The doctor had come up and interrupted. ‘Gentlemen,’ he had said with a perfect bedside
smile, ‘my patient desperately needs rest. Surely some of these questions can wait
until tomorrow.’

Commander Winters remembered an overpowering sense of bewilderment as he watched the
trolley take Lieutenant Todd from the emergency operating room to the infirmary. As
soon as Todd was out of earshot, the commander had turned to Lieutenant Ramirez. ‘And
what do you make of all this, Lieutenant?’

‘Commander, sir, I’m no medical expert….’

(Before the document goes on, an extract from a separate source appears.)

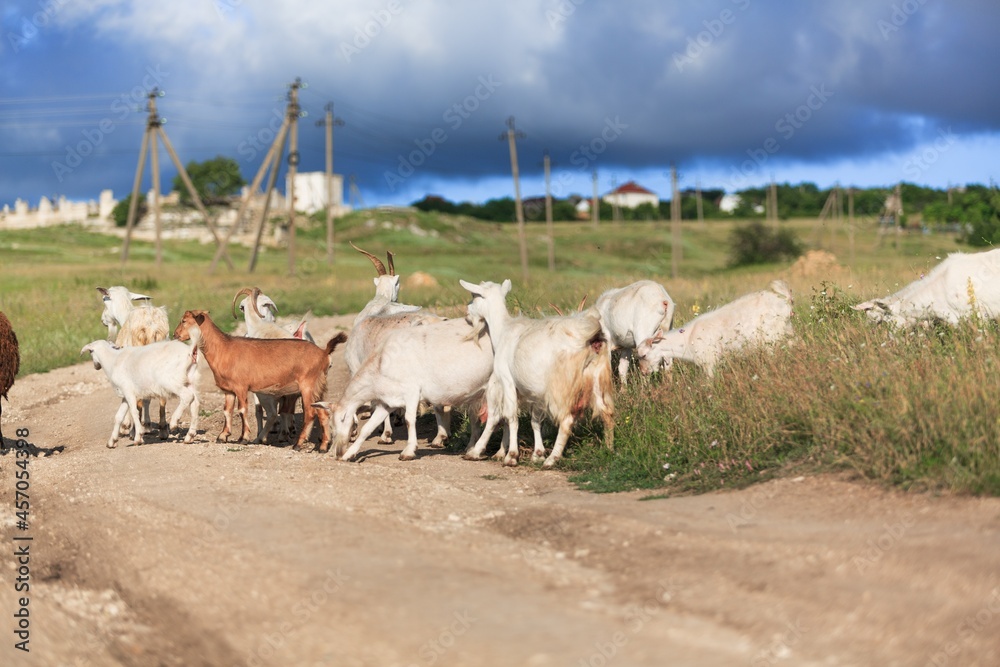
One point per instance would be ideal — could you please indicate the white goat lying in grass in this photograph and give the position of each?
(753, 319)
(159, 370)
(557, 366)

‘I know that, Lieutenant. I don’t want your medical opinion. I want to know what you
think about the, uh, carrot business.’
Damn him
, Winters had thought.
Does he have so little imagination that he can’t even react to Todd’s story?

‘Sir,’ Ramirez had replied, ‘the carrot business is outside my experience.’

To say the least
. Winters smiled to himself and flipped his cigarette into the water. He walked over
to the little wheel-house and checked the navigator. They were only seven miles from
the target boat and converging rapidly. He pulled back on the throttle and put the
boat into neutral gear. Winters did not want to draw any closer to the
Florida Queen
until Ramirez and the other two seamen were awake and in position.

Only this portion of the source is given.